USFL Tests Football Technology. The NFL Might Admit it.


The new United States Football League, which started last weekend, is betting fans will want more professional football before the NFL season kicks off. To win this bet, the league is experimenting with technology to keep games moving fast, make refereeing as accurate as possible, improve player performance and safety monitoring, and improve TV coverage for fans (Fox is an investor in the league).

USFL executives and makers of this technology hope the NFL will gain attention and perhaps even adopt it. The big brother league is generally tight-lipped about business partnerships and future technology plans and does not confirm any formal affiliation with the starter league.

But Natara Holloway, the NFL’s vice president of commercial operations and strategy, said the league will be keeping an eye on the USFL’s development. “We trust any organization that promotes the game of football,” she said. “We will learn from them and observe how they play the game. Part of our innovation strategy is to think that not all answers come from the NFL.”
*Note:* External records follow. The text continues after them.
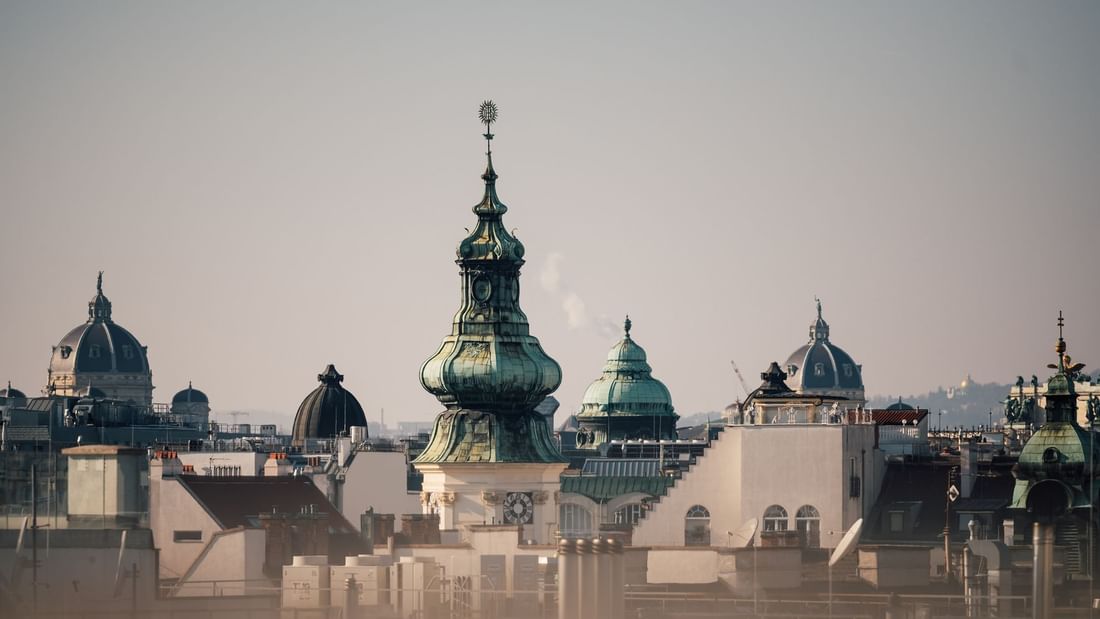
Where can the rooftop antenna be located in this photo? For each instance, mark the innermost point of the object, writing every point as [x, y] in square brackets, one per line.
[848, 543]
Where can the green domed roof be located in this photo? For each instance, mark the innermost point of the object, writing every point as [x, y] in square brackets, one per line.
[490, 373]
[627, 386]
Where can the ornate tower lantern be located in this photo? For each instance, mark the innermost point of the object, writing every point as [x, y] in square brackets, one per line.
[491, 457]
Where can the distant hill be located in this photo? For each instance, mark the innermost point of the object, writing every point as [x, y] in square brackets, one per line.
[966, 406]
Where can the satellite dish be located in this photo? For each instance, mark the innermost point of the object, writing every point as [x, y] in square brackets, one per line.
[847, 543]
[743, 537]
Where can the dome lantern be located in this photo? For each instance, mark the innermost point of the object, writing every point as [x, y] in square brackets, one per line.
[328, 411]
[626, 401]
[821, 367]
[490, 372]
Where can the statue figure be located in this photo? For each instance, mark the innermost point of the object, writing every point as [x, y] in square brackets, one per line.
[1027, 410]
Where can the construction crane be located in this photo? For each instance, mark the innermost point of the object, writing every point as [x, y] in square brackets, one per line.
[745, 386]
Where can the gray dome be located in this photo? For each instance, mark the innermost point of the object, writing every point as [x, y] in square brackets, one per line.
[328, 410]
[190, 395]
[99, 344]
[822, 365]
[92, 393]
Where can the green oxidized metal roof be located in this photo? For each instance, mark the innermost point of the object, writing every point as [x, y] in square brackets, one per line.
[627, 387]
[476, 437]
[1060, 450]
[490, 372]
[605, 488]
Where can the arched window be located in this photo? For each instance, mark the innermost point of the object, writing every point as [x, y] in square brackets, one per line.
[697, 527]
[809, 522]
[774, 518]
[575, 521]
[628, 514]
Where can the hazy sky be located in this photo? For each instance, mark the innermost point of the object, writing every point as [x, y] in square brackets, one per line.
[271, 187]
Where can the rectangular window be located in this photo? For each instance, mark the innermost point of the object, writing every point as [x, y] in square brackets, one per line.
[187, 535]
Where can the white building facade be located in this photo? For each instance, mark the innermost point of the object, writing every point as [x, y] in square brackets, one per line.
[813, 478]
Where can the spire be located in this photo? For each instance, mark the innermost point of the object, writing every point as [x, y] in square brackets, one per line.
[487, 114]
[820, 329]
[1060, 346]
[330, 376]
[99, 307]
[1060, 395]
[490, 205]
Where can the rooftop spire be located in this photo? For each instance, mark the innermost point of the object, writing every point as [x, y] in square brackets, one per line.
[1060, 346]
[99, 307]
[820, 329]
[487, 114]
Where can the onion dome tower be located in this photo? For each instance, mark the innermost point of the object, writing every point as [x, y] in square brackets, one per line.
[821, 367]
[626, 401]
[1056, 473]
[491, 374]
[190, 407]
[328, 411]
[100, 353]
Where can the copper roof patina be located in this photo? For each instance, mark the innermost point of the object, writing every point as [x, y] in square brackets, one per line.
[627, 389]
[1062, 457]
[490, 372]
Take a look at some of the innovations the USFL is using.

After an official has spotted the ball, two Birmingham, Ala., eight optical cameras from Bolt6 around the stadium and an optical camera in Canton, Ohio, which will host this year’s games, measure the ball’s placement. If spot is involved, a referee may request that Bolt6 be used to search. The company said its system can do this within millimeters using light sensing and distance (lidar) technology.

Bolt6’s ball-finding information is instantly broadcast on TV and can be animated for the stadium crowd just like in-game. Tennis matches when Hawk-Eye Live It is used to determine whether a judge has made a correct call. And yes, some of Bolt6’s employees used to work for Hawk-Eye.

Motion tracking is old hat in the NFL: Radio frequency identification (RFID) chips have been worn by players since 2014, embedded in soccer balls since 2017, and Help teams maintain social distancing during the pandemic. But these sensors, provided by Zebra Technologies, only record players’ movements in two dimensions: forward and backward, and side-to-side.

For USFL games, 3D sensors on players and officials and inside the balls measure verticality. Davyeon Ross, president of ShotTracker, which developed the sensors used by the USFL but primarily works in basketball and counts Magic Johnson as an investor, said the sensors can transmit data almost instantly, “with a delay of less than a second”, for display on TV broadcasts.

Holloway said that of all beginner league technology, the 3D display of player and ball movement is the most exciting development. “I think this will be a game changer for us,” he said, adding that being able to review data on players’ stances – whether they’re high or low in a particular game – could have an impact on safety, training, and more. is performing. “You will be able to change the way people act in the game.”

The USFL separates its broadcasts from broadcasts in college football and the NFL by microphoneing 16 players (eight on each side) for TV audio in each game and connecting a camera to one player from each team and some coaches and officials. Michael Davies, senior vice president of field and technical operations at Fox, which shares broadcasts with NBC and streaming service Peacock, said it was an effort to give viewers an “inside view” of the game.

But the producers look at the games over and over and raise the stakes from different angles. During the league’s first weekend, a first-person drone created for the USFL by Beverly Hills Aerals provided footage of the game. At one point in the season, the league will test a glowing ball that is only visible to TV viewers as it crosses the goal line. By Week 3, the league has planned to display weather and wind data collected via microclimate sensors on the goalposts from WeatherStem company on television and in the stadium, and display a vertical laser from each goalpost to help determine if goals on the field have been scored. it was good on them or not.

Fox pioneered offering a yellow debut line to TV viewers in 1998, but on the field, the old-school ritual of measuring debuts with two poles and a metal chain still persists, despite Troy Vincent, the NFL’s vice president of operations. he said in february Going “chainless” was a league goal.

To that end, executives from the USFL and Fox have confirmed that they are in talks. They will apply a first-down laser on all their televised games next season. Unlike the NFL’s yellow mark, the USFL’s lime green version will also appear on the field. Synchronized with a chip inside the ball, the First Down Laser Line uses a combination of sensors, cameras, and receivers placed around a stadium and under the pitch to measure ball detection within sixteenths of an inch, according to inventor Alan Amron. He said his system could automate the first-hit decision or have an official make a call by asking a watch-like device about the landing, distance, ball and player’s position.

The laser line effort is a more than a decade-long project that Amron and broadcaster Pat Summerall, who died in 2013, presented to NFL executives. After all, no idea is new.